3. Il résulte de l'instruction que M. C, qui a présenté une demande de logement social sur le fondement de l'article L. 441-2-3 du code de la construction et de l'habitation, a été reconnu prioritaire et devant être relogé en urgence par une décision du 21 novembre 2019 de la commission de médiation du département de Paris au motif qu'il était " dépourvu(e) de logement/ hébergé(e) chez un particuliers ". Il est cependant constant que le préfet de la région d'Ile-de-France, préfet de Paris n'a pas proposé à M. C un relogement dans le délai de six mois imparti par le code de la construction et de l'habitation à compter de l'édiction de la décision de la commission de médiation. Cette carence est constitutive d'une faute de nature à engager la responsabilité de l'État à l'égard de M. C à compter du 21 mai 2020.

Sur l'indemnisation :

4. Il résulte de l'instruction que la situation qui a motivé la décision de la commission de médiation persiste, M. C n'ayant pas été relogé. Si l'épouse de M. C et son fils ainé l'ont rejoint en France, le 18 février 2021, et que le couple a donné naissance à son second enfant le 25 janvier 2022, la commission de médiation ne s'est prononcée que sur la seule situation de M. C et il n'est pas établi au dossier que M. C a présenté un recours amiable auprès de la commission de médiation faisant état de son changement de situation familiale. L'intéressé a été reconnu prioritaire et devant être logé en urgence alors qu'il était célibataire et la décision ne vaut que pour une seule personne. Il suit de là que les circonstances nouvelles, même si leur réalité ne saurait être contestée, ne peuvent être prise en compte dans leur totalité. Compte tenu de ce qui précède, il sera fait une juste appréciation des troubles de toute nature subis par lui dans ses conditions d'existence, y compris de son préjudice moral, en lui allouant une somme de 753 euros, tous intérêts compris à la date de lecture du présent jugement.

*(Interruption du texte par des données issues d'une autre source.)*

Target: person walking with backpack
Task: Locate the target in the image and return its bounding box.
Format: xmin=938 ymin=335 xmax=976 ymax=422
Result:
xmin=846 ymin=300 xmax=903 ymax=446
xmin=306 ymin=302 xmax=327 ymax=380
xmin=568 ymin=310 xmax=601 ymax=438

Sur les frais liés au litige :

5. D'une part, le requérant n'établissant pas avoir exposé d'autres frais que ceux pris en charge par l'État au titre de l'aide juridictionnelle totale qui lui a été accordée par une décision du 16 mars 2022, sa demande tendant à ce que l'État verse à son conseil une somme de 1 500 euros au titre des frais exposés et non compris dans les dépens doit être rejetée même que le paiement d'une somme de 13 euros.

D E C I D E :

Article 1 : L'État est condamné à verser à M. C une somme de 753 (sept cent cinquante trois) euros, tous intérêts compris à la date de lecture du présent jugement.

Article 2 : Le surplus des conclusions de la requête est rejeté.

Article 3 : Le présent jugement sera notifié à M. C, au ministre délégué auprès du ministre de la transition écologique et de la cohésion des territoires, chargé de la ville et du logement et à Me Vernon.

Copie en sera adressée au préfet de la région d'Ile-de-France, préfet de Paris.

Rendu public par mise à disposition au greffe le 26 mai 2023.

La magistrate désignée,

V. D A

La greffière,

C. YAHIAOUI

La République mande et ordonne au ministre délégué auprès du ministre de la transition écologique et de la cohésion des territoires, chargé de la ville et du logement en ce qui le concerne ou à tous commissaires de justice à ce requis en ce qui concerne les voies de droit commun contre les parties privées, de pourvoir à l'exécution de la présente décision.